One of the things that a newcomer to the World of golf would probably like to know is what the difference is between different types of golf course. This question is more complicated than you may first imagine as there are really three different ways to express what category a particular golf course fits into.
The first is by setting and categories a course by whether it is set in heathland, woodland or by the ocean etc. The second type is by length, where the course is categorized essentially by the length of time it takes to play a round, so these types will be pitch & putt, full length or executive, so called because executives may not have time to play a round on a full length course of 18 holes. Most executive courses are only 9 holes.
In this article though we are going to look at how golf courses can be categorized by ownership. The above two types of categorization allow you to know what to expect when you turn up to play. However, this third type of categorization determines whether or not you will be allowed access to the course at all.
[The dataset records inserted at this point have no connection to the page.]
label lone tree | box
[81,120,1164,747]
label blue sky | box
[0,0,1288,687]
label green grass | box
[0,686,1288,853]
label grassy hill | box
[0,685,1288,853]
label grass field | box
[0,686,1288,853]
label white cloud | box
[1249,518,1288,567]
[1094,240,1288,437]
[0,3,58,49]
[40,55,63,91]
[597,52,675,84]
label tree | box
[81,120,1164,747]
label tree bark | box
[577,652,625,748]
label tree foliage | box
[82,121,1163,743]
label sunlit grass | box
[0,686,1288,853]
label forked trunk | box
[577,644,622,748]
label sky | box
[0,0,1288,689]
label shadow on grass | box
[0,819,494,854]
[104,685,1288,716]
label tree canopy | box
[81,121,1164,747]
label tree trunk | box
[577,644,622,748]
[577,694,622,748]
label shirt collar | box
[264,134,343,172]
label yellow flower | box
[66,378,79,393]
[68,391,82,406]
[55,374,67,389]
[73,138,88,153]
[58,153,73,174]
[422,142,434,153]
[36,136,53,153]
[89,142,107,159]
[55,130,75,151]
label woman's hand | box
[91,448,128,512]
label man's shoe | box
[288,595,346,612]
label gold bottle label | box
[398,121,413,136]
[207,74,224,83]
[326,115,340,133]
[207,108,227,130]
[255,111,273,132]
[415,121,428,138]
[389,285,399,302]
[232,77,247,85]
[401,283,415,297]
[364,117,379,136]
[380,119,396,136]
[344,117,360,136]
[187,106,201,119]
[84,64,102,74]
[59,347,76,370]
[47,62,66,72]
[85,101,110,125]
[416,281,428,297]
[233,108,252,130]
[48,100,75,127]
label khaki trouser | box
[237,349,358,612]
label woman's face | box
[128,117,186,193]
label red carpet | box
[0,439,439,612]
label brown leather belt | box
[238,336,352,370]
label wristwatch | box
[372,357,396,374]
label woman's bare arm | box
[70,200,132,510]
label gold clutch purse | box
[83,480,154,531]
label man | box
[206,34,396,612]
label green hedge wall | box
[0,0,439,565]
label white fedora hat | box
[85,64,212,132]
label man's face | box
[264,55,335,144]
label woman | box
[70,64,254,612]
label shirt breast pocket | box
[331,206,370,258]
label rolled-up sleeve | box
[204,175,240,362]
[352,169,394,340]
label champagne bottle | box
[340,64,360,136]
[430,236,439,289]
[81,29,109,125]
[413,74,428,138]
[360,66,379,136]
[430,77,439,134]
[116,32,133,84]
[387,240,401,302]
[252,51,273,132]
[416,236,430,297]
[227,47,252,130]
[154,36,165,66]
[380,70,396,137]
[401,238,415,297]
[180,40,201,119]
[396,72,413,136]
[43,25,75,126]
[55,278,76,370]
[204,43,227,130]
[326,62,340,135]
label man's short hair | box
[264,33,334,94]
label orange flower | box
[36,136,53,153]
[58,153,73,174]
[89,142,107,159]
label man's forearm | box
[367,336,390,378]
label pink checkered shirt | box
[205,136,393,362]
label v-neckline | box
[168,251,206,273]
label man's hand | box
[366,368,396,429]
The following is not an exhaustive list of course types but these are the most popular types of course that you might come across.
Private Golf Courses are courses which are owned by a golf club and they only allow play by members of the club. If you aren't a member of the club then you can't play, unless of course you are lucky enough to be invited to play by someone who is already a member.
Public Golf Courses can be courses owned by private organizations or individuals or by other organizations such as local businesses. The key here is that the owner charges a fee for playing. Essentially this means that the course is open to be played by anyone who can afford to pay the fee.
Courses also exist which are essentially a combination of the above two. Club members can play at any time. The public are allowed to play but usually only on specific days of the week, or times of day.
Municipal golf course are owned by the local government. They operate like public golf courses but the money paid for the green fees goes to the them as opposed to a private individual or company.
Some residential areas have their own golf course which is designed to be played by the local residents only. They tend to be run by the community itself and as such are not open to the public.
Finally there is the resort golf course. Resort golf courses are owned and operated by a holiday resort or a hotel chain for the pleasure of their guests. Play may not be restricted to resort guests however, and so you may find some resort courses are open to the public in return for a fee.